Around the world authorities have enacted strict travel bans for the central Chinese cities of Huanggang, Ezhou and Wuhan where almost 20 million people live. At least 17 people have died and more than 570 have been sickened by what is assumed to be the coronavirus.
Coronaviruses are named for how the cells look under the microscope.  The spikes that protrude from their membranes resemble the sun’s corona. They can infect both animals and people.  The disease causes illnesses of the respiratory tract, ranging from the common cold to severe conditions like SARS.

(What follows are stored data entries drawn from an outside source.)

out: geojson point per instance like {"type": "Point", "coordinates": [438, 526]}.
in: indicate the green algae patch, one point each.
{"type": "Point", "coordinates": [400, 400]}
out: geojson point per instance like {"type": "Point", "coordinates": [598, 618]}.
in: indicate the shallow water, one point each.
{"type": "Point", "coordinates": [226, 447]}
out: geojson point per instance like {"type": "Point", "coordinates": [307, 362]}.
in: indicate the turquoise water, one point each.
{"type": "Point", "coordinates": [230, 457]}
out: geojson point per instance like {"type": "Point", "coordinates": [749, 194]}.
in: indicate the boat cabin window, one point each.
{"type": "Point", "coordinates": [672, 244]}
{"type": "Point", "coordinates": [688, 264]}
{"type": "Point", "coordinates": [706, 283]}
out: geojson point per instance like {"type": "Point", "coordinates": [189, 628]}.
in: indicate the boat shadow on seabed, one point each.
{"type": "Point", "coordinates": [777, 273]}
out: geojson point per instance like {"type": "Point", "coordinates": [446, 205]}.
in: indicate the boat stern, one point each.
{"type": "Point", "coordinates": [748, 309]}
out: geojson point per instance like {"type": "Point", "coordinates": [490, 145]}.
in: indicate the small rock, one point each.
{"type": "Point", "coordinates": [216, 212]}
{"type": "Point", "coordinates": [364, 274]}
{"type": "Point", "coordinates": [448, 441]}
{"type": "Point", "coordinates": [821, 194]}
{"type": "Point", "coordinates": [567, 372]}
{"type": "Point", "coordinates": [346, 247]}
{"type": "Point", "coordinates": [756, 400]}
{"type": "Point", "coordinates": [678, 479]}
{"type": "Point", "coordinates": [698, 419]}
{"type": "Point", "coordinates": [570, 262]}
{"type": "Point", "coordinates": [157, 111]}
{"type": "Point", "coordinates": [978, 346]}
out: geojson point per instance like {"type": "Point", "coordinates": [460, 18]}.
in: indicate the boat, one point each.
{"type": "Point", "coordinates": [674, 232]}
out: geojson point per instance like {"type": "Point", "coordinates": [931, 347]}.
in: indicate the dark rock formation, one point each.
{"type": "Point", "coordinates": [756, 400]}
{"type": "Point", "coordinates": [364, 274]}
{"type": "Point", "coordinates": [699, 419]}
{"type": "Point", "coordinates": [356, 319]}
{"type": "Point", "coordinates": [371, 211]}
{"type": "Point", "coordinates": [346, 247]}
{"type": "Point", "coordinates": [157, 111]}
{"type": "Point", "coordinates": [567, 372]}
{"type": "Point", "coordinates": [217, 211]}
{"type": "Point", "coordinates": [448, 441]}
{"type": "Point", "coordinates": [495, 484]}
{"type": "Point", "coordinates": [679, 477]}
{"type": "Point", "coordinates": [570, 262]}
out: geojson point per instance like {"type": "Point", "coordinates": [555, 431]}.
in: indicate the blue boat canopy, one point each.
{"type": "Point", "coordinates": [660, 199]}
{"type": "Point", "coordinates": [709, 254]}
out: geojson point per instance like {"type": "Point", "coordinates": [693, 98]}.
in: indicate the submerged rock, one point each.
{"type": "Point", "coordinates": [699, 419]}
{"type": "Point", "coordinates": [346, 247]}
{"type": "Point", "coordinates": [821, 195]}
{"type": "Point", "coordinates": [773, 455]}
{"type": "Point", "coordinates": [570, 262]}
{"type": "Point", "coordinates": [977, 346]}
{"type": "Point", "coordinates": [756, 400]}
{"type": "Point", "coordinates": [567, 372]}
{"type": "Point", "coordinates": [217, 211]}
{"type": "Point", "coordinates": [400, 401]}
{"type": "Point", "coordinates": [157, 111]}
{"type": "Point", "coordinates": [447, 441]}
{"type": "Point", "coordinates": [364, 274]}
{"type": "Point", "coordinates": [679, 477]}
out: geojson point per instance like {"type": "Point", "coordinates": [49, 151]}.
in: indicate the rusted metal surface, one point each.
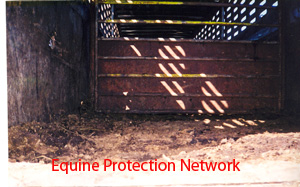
{"type": "Point", "coordinates": [179, 22]}
{"type": "Point", "coordinates": [195, 3]}
{"type": "Point", "coordinates": [155, 76]}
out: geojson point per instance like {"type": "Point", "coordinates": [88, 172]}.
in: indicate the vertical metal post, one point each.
{"type": "Point", "coordinates": [222, 20]}
{"type": "Point", "coordinates": [93, 52]}
{"type": "Point", "coordinates": [281, 19]}
{"type": "Point", "coordinates": [112, 17]}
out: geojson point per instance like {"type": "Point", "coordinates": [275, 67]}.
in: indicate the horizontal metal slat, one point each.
{"type": "Point", "coordinates": [159, 75]}
{"type": "Point", "coordinates": [173, 86]}
{"type": "Point", "coordinates": [133, 2]}
{"type": "Point", "coordinates": [180, 22]}
{"type": "Point", "coordinates": [184, 104]}
{"type": "Point", "coordinates": [231, 67]}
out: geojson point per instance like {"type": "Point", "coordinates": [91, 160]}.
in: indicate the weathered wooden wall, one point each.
{"type": "Point", "coordinates": [41, 81]}
{"type": "Point", "coordinates": [292, 56]}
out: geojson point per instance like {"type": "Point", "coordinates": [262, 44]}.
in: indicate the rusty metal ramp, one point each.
{"type": "Point", "coordinates": [186, 76]}
{"type": "Point", "coordinates": [227, 59]}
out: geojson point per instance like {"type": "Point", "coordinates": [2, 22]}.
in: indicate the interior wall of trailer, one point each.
{"type": "Point", "coordinates": [291, 25]}
{"type": "Point", "coordinates": [46, 77]}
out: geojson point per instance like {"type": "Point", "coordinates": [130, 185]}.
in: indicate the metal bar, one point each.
{"type": "Point", "coordinates": [281, 17]}
{"type": "Point", "coordinates": [187, 59]}
{"type": "Point", "coordinates": [136, 39]}
{"type": "Point", "coordinates": [187, 95]}
{"type": "Point", "coordinates": [96, 29]}
{"type": "Point", "coordinates": [178, 22]}
{"type": "Point", "coordinates": [133, 2]}
{"type": "Point", "coordinates": [158, 75]}
{"type": "Point", "coordinates": [93, 44]}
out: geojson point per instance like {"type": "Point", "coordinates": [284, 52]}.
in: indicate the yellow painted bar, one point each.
{"type": "Point", "coordinates": [178, 22]}
{"type": "Point", "coordinates": [136, 2]}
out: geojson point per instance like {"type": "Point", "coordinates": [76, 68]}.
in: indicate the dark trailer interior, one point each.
{"type": "Point", "coordinates": [217, 57]}
{"type": "Point", "coordinates": [211, 80]}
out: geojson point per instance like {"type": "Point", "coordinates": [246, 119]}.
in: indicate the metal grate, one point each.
{"type": "Point", "coordinates": [106, 30]}
{"type": "Point", "coordinates": [247, 14]}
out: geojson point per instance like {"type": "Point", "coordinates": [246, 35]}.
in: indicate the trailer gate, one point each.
{"type": "Point", "coordinates": [168, 75]}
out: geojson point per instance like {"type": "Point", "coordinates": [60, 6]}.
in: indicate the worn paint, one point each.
{"type": "Point", "coordinates": [201, 77]}
{"type": "Point", "coordinates": [179, 22]}
{"type": "Point", "coordinates": [134, 2]}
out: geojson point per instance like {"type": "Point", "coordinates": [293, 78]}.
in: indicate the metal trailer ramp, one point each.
{"type": "Point", "coordinates": [168, 75]}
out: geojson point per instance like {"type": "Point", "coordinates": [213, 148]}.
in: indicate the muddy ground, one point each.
{"type": "Point", "coordinates": [94, 137]}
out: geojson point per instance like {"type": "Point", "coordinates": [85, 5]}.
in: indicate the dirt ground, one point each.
{"type": "Point", "coordinates": [121, 137]}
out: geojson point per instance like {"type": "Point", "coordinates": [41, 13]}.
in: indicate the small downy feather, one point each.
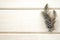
{"type": "Point", "coordinates": [48, 20]}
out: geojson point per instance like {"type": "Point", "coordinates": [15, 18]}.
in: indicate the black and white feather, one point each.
{"type": "Point", "coordinates": [49, 21]}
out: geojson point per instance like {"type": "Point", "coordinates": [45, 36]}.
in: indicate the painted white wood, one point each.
{"type": "Point", "coordinates": [29, 37]}
{"type": "Point", "coordinates": [25, 21]}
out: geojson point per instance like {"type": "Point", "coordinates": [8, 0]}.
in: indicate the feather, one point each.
{"type": "Point", "coordinates": [49, 21]}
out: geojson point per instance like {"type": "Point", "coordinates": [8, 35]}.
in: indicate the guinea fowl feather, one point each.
{"type": "Point", "coordinates": [49, 21]}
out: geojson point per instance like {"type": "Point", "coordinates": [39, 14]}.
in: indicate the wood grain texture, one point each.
{"type": "Point", "coordinates": [27, 8]}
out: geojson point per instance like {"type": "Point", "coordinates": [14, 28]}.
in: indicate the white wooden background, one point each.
{"type": "Point", "coordinates": [27, 20]}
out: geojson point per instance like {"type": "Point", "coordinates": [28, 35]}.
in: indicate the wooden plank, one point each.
{"type": "Point", "coordinates": [29, 32]}
{"type": "Point", "coordinates": [27, 8]}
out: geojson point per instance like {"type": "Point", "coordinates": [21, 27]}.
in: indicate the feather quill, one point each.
{"type": "Point", "coordinates": [49, 21]}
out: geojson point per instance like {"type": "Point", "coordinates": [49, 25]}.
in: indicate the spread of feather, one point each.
{"type": "Point", "coordinates": [49, 20]}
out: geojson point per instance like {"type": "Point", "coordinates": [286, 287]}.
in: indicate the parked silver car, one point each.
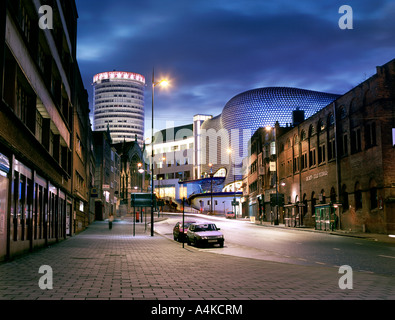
{"type": "Point", "coordinates": [204, 234]}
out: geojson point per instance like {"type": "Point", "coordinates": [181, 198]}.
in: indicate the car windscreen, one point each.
{"type": "Point", "coordinates": [205, 227]}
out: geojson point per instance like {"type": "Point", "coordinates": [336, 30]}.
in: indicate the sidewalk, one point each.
{"type": "Point", "coordinates": [103, 264]}
{"type": "Point", "coordinates": [365, 235]}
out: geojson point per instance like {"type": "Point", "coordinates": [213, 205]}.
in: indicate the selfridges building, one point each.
{"type": "Point", "coordinates": [119, 105]}
{"type": "Point", "coordinates": [224, 138]}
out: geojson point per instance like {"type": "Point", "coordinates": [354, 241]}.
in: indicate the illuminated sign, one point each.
{"type": "Point", "coordinates": [118, 75]}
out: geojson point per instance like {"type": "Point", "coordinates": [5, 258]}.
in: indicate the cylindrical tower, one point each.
{"type": "Point", "coordinates": [119, 105]}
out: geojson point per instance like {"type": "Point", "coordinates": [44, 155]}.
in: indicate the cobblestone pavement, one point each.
{"type": "Point", "coordinates": [113, 265]}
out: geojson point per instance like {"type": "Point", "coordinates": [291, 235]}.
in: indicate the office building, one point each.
{"type": "Point", "coordinates": [119, 105]}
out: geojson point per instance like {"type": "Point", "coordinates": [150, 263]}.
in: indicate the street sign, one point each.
{"type": "Point", "coordinates": [273, 199]}
{"type": "Point", "coordinates": [142, 200]}
{"type": "Point", "coordinates": [94, 193]}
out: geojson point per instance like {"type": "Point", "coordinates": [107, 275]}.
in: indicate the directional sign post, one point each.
{"type": "Point", "coordinates": [143, 200]}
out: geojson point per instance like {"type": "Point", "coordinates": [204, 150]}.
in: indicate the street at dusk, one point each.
{"type": "Point", "coordinates": [197, 159]}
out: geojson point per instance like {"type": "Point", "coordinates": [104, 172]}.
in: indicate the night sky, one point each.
{"type": "Point", "coordinates": [212, 50]}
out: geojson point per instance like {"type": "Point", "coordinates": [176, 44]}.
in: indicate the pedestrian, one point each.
{"type": "Point", "coordinates": [110, 220]}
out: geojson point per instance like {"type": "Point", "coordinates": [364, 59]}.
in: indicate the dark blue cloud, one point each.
{"type": "Point", "coordinates": [213, 50]}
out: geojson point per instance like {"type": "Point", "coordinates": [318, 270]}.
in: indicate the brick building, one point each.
{"type": "Point", "coordinates": [342, 157]}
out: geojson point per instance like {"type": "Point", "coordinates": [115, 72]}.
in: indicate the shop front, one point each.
{"type": "Point", "coordinates": [4, 182]}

Symptoms of infection include a high fever, difficulty breathing and lung lesions. Milder cases may resemble the flu or a bad cold, making detection very difficult. The incubation period — the time from exposure to the onset of symptoms — is believed to be about two weeks.
The US Centers for Disease Control and Prevention (CDC) just reported the first case in the United States on 15 January. Taiwan also confirmed its first infection today, and a boy in the Philippines reportedly tested positive for the virus. (Thailand, Japan, and South Korea have all previously reported cases.) The total number of confirmed cases again shot up by Thursday, to more than 300, including six deaths.
The Airports Company, Ministry of Home Affairs, relevant organs of state security, our Embassy in China that issues visas, Tour operators with booked Chinese visitors and other agencies should already be meeting with the ministry of health to at least discuss the matter. 
Information is power.  Even the facts we note in this article could be altered by the time we go to print.   This situation is fluid.   We must not be lackadaisical about epidemics. Better to have a plan and not need it than to need a plan and not have it.  Ministry of Health, we await your comment on this important matter.